Functional characterization of mutations observed after 20 passages. (A) Heat map showing cell type-dependent effects of each mutation on viral entry. VSV pseudotypes were titrated in the four cell lines. Within each cell line, titers were first normalized to the average titer of all mutants (log(titer)—mean(log(titer))). For each mutant, normalized titers were then normalized to their average across the four cell lines. Results represent the average of 2–3 independent experiments. Mutations are colored according to the cell line in which they were detected. (B) Anti-S2 Western blot of pseudotyped VSV particles (top panel). Spike processing was calculated as the proportion of S2 over total spike (bottom panel). Each dot represents an independent blot (n = 2). (C) TMPRSS2 usage of pseudotyped VSV particles was measured as the ratio of the titer in Vero E6-T to the titer in Vero E6 cells. Asterisks indicate the P-values obtained from a randomized-block one-way ANOVA with Dunnett’s correction for multiple comparisons, comparing all mutants to the Wuhan-Hu-1 reference. Data are shown as mean ± SEM, each dot corresponding to an independent experiment (n = 3). (D) Infection inhibition reached with a 100 µM of camostat mesylate or E-64d dose. Data are shown as mean ± SEM (n = 3 independent experiments). Asterisks indicate the P-values obtained from a one-way ANOVA with Dunnett’s correction for multiple testing, comparing all mutants to the Wuhan-Hu-1 reference. (E) Cell–cell fusogenicity of the S mutants. A schematic of the GFP-Split assay is presented on top. The assay was performed in the presence (top graph) or absence (bottom graph) of human ACE2 overexpression. Data are shown as the log10 of the GFP confluence:cell confluence ratio normalized to that of the Wuhan-Hu-1 reference (mean ± SEM, n = 3–4 independent experiment).

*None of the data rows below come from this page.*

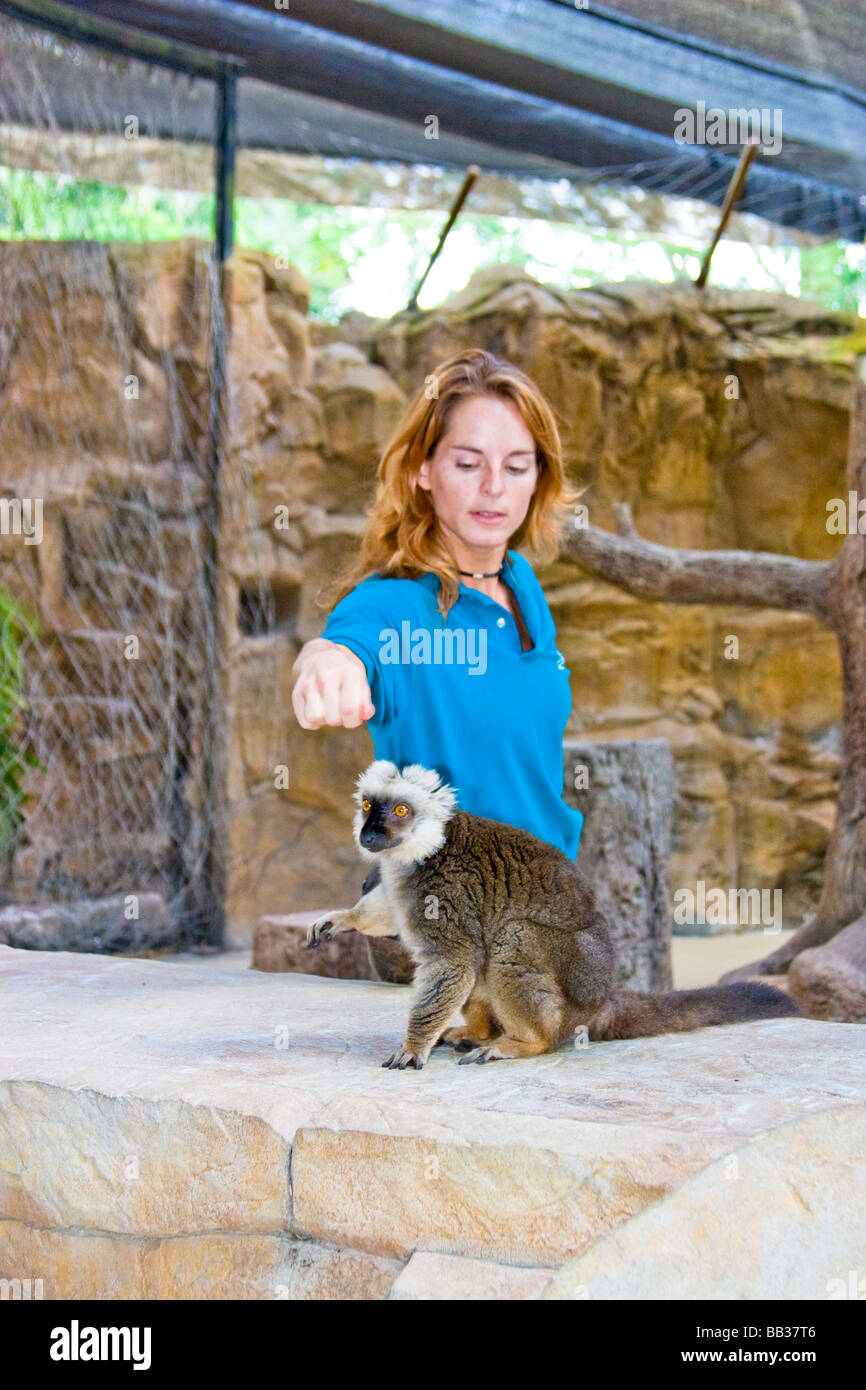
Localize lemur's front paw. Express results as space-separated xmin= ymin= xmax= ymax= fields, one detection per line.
xmin=457 ymin=1043 xmax=506 ymax=1066
xmin=382 ymin=1044 xmax=424 ymax=1072
xmin=307 ymin=912 xmax=339 ymax=951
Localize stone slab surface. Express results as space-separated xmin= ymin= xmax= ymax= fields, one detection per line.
xmin=0 ymin=947 xmax=866 ymax=1297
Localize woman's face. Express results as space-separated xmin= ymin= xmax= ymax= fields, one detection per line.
xmin=418 ymin=396 xmax=538 ymax=564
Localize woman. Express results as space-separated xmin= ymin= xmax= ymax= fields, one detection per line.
xmin=292 ymin=349 xmax=584 ymax=967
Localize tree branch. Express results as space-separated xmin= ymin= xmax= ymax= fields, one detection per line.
xmin=560 ymin=503 xmax=835 ymax=627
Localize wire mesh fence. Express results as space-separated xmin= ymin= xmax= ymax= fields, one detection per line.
xmin=0 ymin=10 xmax=277 ymax=948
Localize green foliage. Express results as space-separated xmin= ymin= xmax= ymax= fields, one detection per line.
xmin=799 ymin=242 xmax=866 ymax=314
xmin=0 ymin=589 xmax=44 ymax=866
xmin=0 ymin=165 xmax=866 ymax=321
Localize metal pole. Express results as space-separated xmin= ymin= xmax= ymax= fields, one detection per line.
xmin=695 ymin=140 xmax=759 ymax=289
xmin=190 ymin=56 xmax=238 ymax=948
xmin=403 ymin=164 xmax=481 ymax=314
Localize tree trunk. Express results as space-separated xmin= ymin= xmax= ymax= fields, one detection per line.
xmin=562 ymin=357 xmax=866 ymax=983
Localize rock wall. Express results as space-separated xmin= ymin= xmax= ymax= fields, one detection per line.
xmin=0 ymin=242 xmax=863 ymax=940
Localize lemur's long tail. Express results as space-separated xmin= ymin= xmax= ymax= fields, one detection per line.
xmin=589 ymin=980 xmax=802 ymax=1040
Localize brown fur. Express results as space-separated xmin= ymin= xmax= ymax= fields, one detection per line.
xmin=309 ymin=795 xmax=799 ymax=1069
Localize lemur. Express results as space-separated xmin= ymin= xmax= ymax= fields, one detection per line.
xmin=307 ymin=759 xmax=801 ymax=1070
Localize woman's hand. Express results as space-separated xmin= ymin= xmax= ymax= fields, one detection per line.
xmin=292 ymin=637 xmax=375 ymax=728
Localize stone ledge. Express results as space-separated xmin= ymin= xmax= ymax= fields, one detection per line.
xmin=0 ymin=947 xmax=866 ymax=1298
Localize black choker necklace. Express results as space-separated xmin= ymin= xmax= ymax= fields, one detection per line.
xmin=457 ymin=560 xmax=505 ymax=580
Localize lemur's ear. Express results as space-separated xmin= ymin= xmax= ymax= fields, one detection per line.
xmin=395 ymin=763 xmax=442 ymax=791
xmin=354 ymin=758 xmax=400 ymax=802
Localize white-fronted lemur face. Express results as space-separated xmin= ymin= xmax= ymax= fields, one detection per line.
xmin=418 ymin=396 xmax=538 ymax=550
xmin=359 ymin=796 xmax=416 ymax=853
xmin=354 ymin=758 xmax=457 ymax=865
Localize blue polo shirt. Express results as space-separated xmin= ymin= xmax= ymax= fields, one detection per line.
xmin=321 ymin=550 xmax=584 ymax=859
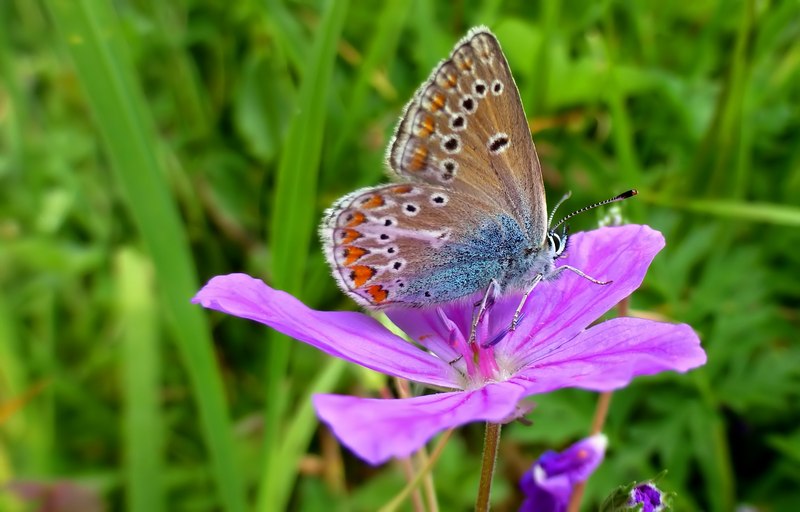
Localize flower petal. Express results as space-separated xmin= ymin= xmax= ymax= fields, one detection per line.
xmin=313 ymin=382 xmax=524 ymax=464
xmin=504 ymin=225 xmax=664 ymax=363
xmin=512 ymin=317 xmax=706 ymax=394
xmin=192 ymin=274 xmax=457 ymax=387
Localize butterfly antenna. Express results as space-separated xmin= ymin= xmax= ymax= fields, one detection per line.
xmin=550 ymin=189 xmax=639 ymax=229
xmin=547 ymin=190 xmax=572 ymax=226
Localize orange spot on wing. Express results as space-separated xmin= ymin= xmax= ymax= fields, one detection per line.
xmin=350 ymin=265 xmax=378 ymax=288
xmin=458 ymin=56 xmax=474 ymax=71
xmin=392 ymin=185 xmax=414 ymax=195
xmin=346 ymin=212 xmax=367 ymax=228
xmin=340 ymin=229 xmax=362 ymax=245
xmin=344 ymin=245 xmax=369 ymax=267
xmin=428 ymin=91 xmax=445 ymax=112
xmin=366 ymin=284 xmax=389 ymax=304
xmin=361 ymin=194 xmax=386 ymax=209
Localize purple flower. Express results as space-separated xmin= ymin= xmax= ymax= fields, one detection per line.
xmin=519 ymin=434 xmax=608 ymax=512
xmin=628 ymin=482 xmax=664 ymax=512
xmin=193 ymin=225 xmax=706 ymax=464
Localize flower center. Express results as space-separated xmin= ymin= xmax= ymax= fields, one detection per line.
xmin=427 ymin=308 xmax=512 ymax=390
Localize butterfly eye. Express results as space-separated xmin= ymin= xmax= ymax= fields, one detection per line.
xmin=547 ymin=232 xmax=565 ymax=258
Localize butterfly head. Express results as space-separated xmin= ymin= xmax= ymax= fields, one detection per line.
xmin=546 ymin=226 xmax=569 ymax=260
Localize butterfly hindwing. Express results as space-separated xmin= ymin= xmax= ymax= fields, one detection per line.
xmin=321 ymin=183 xmax=506 ymax=309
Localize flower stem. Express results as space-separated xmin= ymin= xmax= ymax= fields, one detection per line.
xmin=567 ymin=297 xmax=630 ymax=512
xmin=379 ymin=428 xmax=453 ymax=512
xmin=475 ymin=423 xmax=500 ymax=512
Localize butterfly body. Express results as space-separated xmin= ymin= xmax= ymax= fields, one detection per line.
xmin=320 ymin=27 xmax=580 ymax=309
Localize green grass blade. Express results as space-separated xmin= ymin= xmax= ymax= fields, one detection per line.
xmin=46 ymin=0 xmax=245 ymax=512
xmin=116 ymin=249 xmax=164 ymax=512
xmin=332 ymin=0 xmax=412 ymax=166
xmin=648 ymin=198 xmax=800 ymax=227
xmin=258 ymin=1 xmax=348 ymax=511
xmin=273 ymin=358 xmax=347 ymax=510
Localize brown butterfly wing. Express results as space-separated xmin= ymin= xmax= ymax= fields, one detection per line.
xmin=387 ymin=28 xmax=547 ymax=246
xmin=321 ymin=183 xmax=500 ymax=309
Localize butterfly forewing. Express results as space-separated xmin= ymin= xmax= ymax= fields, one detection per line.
xmin=322 ymin=183 xmax=495 ymax=309
xmin=388 ymin=29 xmax=547 ymax=247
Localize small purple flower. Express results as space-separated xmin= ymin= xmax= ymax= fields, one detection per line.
xmin=519 ymin=434 xmax=608 ymax=512
xmin=193 ymin=225 xmax=706 ymax=464
xmin=628 ymin=482 xmax=664 ymax=512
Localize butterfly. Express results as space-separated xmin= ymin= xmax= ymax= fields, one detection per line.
xmin=320 ymin=27 xmax=636 ymax=341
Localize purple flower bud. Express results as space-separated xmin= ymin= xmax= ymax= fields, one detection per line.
xmin=628 ymin=482 xmax=664 ymax=512
xmin=520 ymin=434 xmax=608 ymax=512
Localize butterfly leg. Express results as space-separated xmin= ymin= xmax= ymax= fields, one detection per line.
xmin=552 ymin=265 xmax=613 ymax=285
xmin=508 ymin=274 xmax=543 ymax=332
xmin=469 ymin=279 xmax=500 ymax=344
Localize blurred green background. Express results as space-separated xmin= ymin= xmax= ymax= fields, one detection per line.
xmin=0 ymin=0 xmax=800 ymax=512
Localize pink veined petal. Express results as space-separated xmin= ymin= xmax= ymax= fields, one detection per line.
xmin=512 ymin=317 xmax=706 ymax=394
xmin=313 ymin=382 xmax=524 ymax=465
xmin=192 ymin=274 xmax=458 ymax=388
xmin=504 ymin=225 xmax=664 ymax=363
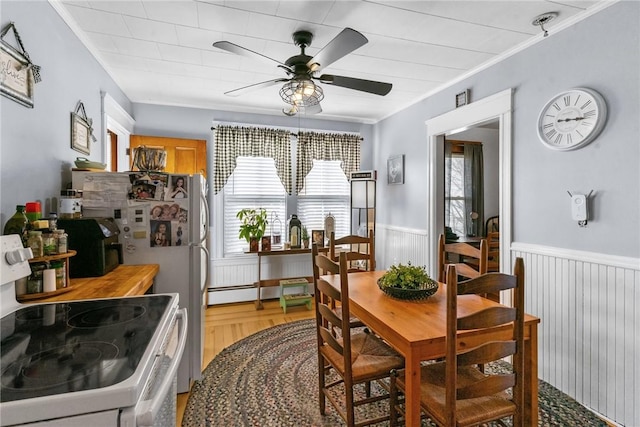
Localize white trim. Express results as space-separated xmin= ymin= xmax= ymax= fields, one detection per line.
xmin=426 ymin=89 xmax=513 ymax=280
xmin=378 ymin=0 xmax=620 ymax=121
xmin=510 ymin=241 xmax=640 ymax=271
xmin=100 ymin=91 xmax=135 ymax=172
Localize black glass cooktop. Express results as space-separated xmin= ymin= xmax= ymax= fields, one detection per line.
xmin=0 ymin=295 xmax=171 ymax=402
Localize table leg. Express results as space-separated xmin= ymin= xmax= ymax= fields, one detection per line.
xmin=256 ymin=255 xmax=264 ymax=310
xmin=404 ymin=354 xmax=420 ymax=427
xmin=524 ymin=323 xmax=538 ymax=426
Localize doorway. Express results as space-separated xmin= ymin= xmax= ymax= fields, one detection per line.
xmin=426 ymin=89 xmax=513 ymax=275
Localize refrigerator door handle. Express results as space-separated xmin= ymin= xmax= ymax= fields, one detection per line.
xmin=200 ymin=193 xmax=209 ymax=246
xmin=200 ymin=246 xmax=211 ymax=291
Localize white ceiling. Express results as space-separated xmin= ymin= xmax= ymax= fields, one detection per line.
xmin=50 ymin=0 xmax=610 ymax=123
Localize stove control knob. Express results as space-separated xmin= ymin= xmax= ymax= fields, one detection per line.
xmin=4 ymin=248 xmax=33 ymax=265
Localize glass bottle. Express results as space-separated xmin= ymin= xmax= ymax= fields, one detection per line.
xmin=3 ymin=205 xmax=30 ymax=247
xmin=53 ymin=229 xmax=69 ymax=254
xmin=42 ymin=233 xmax=57 ymax=256
xmin=27 ymin=230 xmax=44 ymax=258
xmin=271 ymin=212 xmax=282 ymax=246
xmin=289 ymin=214 xmax=302 ymax=249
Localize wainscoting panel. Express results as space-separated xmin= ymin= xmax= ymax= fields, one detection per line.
xmin=511 ymin=244 xmax=640 ymax=426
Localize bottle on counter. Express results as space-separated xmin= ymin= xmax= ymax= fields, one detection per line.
xmin=53 ymin=229 xmax=69 ymax=254
xmin=27 ymin=230 xmax=44 ymax=258
xmin=49 ymin=212 xmax=58 ymax=232
xmin=3 ymin=205 xmax=30 ymax=247
xmin=25 ymin=202 xmax=42 ymax=222
xmin=42 ymin=233 xmax=57 ymax=256
xmin=51 ymin=260 xmax=67 ymax=289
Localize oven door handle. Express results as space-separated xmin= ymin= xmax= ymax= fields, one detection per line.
xmin=136 ymin=308 xmax=187 ymax=426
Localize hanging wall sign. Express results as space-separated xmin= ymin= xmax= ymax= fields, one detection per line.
xmin=0 ymin=22 xmax=40 ymax=108
xmin=71 ymin=101 xmax=96 ymax=155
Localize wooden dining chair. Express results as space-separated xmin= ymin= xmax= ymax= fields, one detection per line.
xmin=390 ymin=258 xmax=524 ymax=427
xmin=329 ymin=230 xmax=376 ymax=272
xmin=487 ymin=231 xmax=500 ymax=273
xmin=438 ymin=234 xmax=489 ymax=283
xmin=313 ymin=245 xmax=404 ymax=427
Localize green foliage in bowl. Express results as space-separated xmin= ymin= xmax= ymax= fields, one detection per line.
xmin=378 ymin=263 xmax=438 ymax=299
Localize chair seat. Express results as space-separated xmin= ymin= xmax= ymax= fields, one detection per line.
xmin=333 ymin=307 xmax=366 ymax=328
xmin=320 ymin=332 xmax=404 ymax=383
xmin=397 ymin=362 xmax=516 ymax=426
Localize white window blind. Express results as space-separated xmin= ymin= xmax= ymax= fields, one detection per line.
xmin=223 ymin=157 xmax=287 ymax=256
xmin=447 ymin=154 xmax=467 ymax=236
xmin=298 ymin=160 xmax=351 ymax=239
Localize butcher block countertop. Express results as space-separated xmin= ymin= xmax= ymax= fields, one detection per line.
xmin=21 ymin=264 xmax=160 ymax=303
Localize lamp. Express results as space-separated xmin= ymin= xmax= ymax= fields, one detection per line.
xmin=280 ymin=77 xmax=324 ymax=109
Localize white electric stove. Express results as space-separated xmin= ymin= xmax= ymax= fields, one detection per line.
xmin=0 ymin=235 xmax=187 ymax=427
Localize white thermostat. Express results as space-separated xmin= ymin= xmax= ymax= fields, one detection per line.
xmin=571 ymin=194 xmax=587 ymax=221
xmin=567 ymin=190 xmax=593 ymax=227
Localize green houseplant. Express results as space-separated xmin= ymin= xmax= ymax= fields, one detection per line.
xmin=378 ymin=263 xmax=438 ymax=299
xmin=236 ymin=208 xmax=269 ymax=252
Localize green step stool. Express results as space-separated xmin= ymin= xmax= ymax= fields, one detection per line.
xmin=280 ymin=278 xmax=313 ymax=313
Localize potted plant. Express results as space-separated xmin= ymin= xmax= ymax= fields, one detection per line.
xmin=300 ymin=226 xmax=309 ymax=249
xmin=236 ymin=208 xmax=268 ymax=252
xmin=378 ymin=262 xmax=438 ymax=299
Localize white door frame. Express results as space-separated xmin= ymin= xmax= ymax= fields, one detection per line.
xmin=426 ymin=89 xmax=513 ymax=277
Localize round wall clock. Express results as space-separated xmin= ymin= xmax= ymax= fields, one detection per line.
xmin=538 ymin=88 xmax=607 ymax=151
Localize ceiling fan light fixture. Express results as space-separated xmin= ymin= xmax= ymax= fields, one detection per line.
xmin=280 ymin=78 xmax=324 ymax=107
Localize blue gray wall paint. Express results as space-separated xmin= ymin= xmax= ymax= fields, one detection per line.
xmin=0 ymin=0 xmax=131 ymax=221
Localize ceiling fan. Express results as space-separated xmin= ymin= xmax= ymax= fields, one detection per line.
xmin=213 ymin=28 xmax=392 ymax=116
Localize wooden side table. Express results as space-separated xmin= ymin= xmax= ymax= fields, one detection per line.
xmin=280 ymin=277 xmax=313 ymax=313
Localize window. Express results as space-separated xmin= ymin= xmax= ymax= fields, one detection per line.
xmin=297 ymin=160 xmax=351 ymax=239
xmin=223 ymin=157 xmax=287 ymax=256
xmin=446 ymin=154 xmax=467 ymax=236
xmin=223 ymin=157 xmax=351 ymax=256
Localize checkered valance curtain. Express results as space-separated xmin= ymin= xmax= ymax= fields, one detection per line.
xmin=296 ymin=132 xmax=361 ymax=194
xmin=214 ymin=125 xmax=292 ymax=194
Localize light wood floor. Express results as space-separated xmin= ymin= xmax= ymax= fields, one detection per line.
xmin=176 ymin=300 xmax=315 ymax=426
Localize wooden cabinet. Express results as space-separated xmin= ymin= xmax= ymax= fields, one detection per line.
xmin=129 ymin=135 xmax=207 ymax=177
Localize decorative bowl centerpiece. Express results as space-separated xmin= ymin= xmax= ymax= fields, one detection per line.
xmin=378 ymin=263 xmax=438 ymax=300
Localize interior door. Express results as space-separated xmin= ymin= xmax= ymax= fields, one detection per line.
xmin=129 ymin=135 xmax=207 ymax=177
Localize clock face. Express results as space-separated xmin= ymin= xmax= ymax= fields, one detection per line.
xmin=538 ymin=88 xmax=607 ymax=151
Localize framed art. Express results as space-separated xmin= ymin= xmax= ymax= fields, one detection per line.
xmin=311 ymin=230 xmax=324 ymax=248
xmin=387 ymin=154 xmax=404 ymax=184
xmin=71 ymin=113 xmax=91 ymax=156
xmin=456 ymin=89 xmax=469 ymax=108
xmin=0 ymin=40 xmax=34 ymax=108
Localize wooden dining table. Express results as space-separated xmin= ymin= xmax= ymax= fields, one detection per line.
xmin=322 ymin=271 xmax=540 ymax=427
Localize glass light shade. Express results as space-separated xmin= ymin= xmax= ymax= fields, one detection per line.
xmin=280 ymin=78 xmax=324 ymax=107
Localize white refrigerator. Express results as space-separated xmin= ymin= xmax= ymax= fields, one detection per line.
xmin=73 ymin=172 xmax=209 ymax=393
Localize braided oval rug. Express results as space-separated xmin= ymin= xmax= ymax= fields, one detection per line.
xmin=182 ymin=320 xmax=607 ymax=427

Asterisks show the P-values obtained from an ordinary one-way ANOVA with Dunnett’s multiple test correction, comparing all mutants to the Wuhan-Hu-1 reference. Representative images from statistically significant results are shown at the bottom. Scale bar: 800 µm. (F) Infection inhibition assay by soluble ACE2 against WT, L48S or A372T VSV pseudotypes. Each dot is the average of three technical replicates, lines correspond to a sigmoidal 2-parameter fit, and shaded areas correspond to 95 per cent confidence intervals.

Figure 3.

Cell type-dependent effect of spike mutations on the fitness of recombinant viruses. (A) Representative images of infection of the four cell lines with VSVs expressing Wuhan-Hu-1 or mutant spikes. Images were acquired at different time points for each cell line (92 hpi in A549-A, 9 hpi in A549-AT, 48 hpi in IGROV-1, and 76 hpi in Huh-7). Scale bar: 800 µm. (B) Viral spread in the cell culture was quantified by measuring AUC over the course of infection. Data are mean ± SEM are shown, each dot corresponding to an independent experiment (n = 3). Asterisks correspond to P-values obtained from a randomized-block one-way ANOVA with Dunnett’s correction for multiple tests, comparing all mutants to the Wuhan-Hu-1 reference. (C) Titration of supernatants at 12 hpi (A549-AT), 48 hpi (IGROV-1), or 72 hpi (A549-A and Huh-7). Data are shown as mean ± SEM, each dot corresponding to an independent experiment (n = 3). Asterisks correspond to P-values obtained from a randomized-block one-way ANOVA with Dunnett’s correction for multiple tests, comparing all mutants to the Wuhan-Hu-1 reference.